- Born: March 14, 1913 United States
- Died: February 8, 1996 (aged 82)
- Other name: Norman H. Boke

= Norman H. Boke =

Norman Hill Boke (1913–1996) was a plant anatomist who specialized in the anatomy of the Cactaceae. He spent the greater part of his career at the University of Oklahoma in Norman, Oklahoma.

== Life ==
He received his undergraduate degree from the University of South Dakota in 1934 and his master's degree from the University of Oklahoma in 1936. He earned the Ph.D. degree at the University of California, Berkeley in 1939, under the supervision of Adriance S. Foster.

After leaving Berkeley, he taught at the University of New Mexico and Johns Hopkins University.

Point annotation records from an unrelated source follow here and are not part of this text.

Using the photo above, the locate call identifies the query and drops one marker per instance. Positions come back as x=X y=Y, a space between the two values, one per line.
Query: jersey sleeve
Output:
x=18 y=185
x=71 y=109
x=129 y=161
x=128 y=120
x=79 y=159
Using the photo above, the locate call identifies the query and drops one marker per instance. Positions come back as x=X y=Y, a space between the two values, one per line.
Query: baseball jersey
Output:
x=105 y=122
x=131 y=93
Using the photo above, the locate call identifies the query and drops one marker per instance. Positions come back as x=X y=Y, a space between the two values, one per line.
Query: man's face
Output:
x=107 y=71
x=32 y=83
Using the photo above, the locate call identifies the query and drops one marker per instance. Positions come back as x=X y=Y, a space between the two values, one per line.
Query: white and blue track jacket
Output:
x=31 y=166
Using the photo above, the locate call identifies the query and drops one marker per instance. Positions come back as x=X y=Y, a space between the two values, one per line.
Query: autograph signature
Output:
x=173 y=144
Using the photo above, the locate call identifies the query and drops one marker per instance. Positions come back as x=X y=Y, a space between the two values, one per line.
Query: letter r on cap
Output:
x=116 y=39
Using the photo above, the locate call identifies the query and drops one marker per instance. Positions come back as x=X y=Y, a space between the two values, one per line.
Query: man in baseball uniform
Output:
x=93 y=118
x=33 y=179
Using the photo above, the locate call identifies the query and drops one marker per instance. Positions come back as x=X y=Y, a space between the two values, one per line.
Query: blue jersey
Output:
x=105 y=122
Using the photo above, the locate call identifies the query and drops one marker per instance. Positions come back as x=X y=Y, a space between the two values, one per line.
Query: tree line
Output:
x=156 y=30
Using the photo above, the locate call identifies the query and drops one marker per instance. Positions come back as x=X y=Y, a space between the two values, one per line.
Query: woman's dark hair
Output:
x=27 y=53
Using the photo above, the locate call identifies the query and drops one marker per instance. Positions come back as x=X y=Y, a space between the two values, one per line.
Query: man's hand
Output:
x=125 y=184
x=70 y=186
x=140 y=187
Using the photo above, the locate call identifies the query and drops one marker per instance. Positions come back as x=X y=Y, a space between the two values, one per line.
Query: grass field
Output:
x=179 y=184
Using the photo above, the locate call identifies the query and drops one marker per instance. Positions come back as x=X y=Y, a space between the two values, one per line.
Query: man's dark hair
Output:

In 1945, he returned to the University of Oklahoma, where he was made George Lynn Cross Research Professor in 1965, and where he remained until his retirement. He taught plant anatomy and vascular plant morphology, as well as a course in optical methods of biology.

He is best known for his interpretation of the gynoecium of the Cactaceae. He studied the family extensively in Mexico; and was held in high regard by other students of the family. The genus Normanbokea (now included in Turbinicarpus) and the species Epithelantha bokei were named after him.

He was Editor-in-Chief of the American Journal of Botany from 1970 through 1975. He was a member of Phi Beta Kappa, Alpha Tau Omega fraternity, and recipient of a Guggenheim Memorial Fellowship.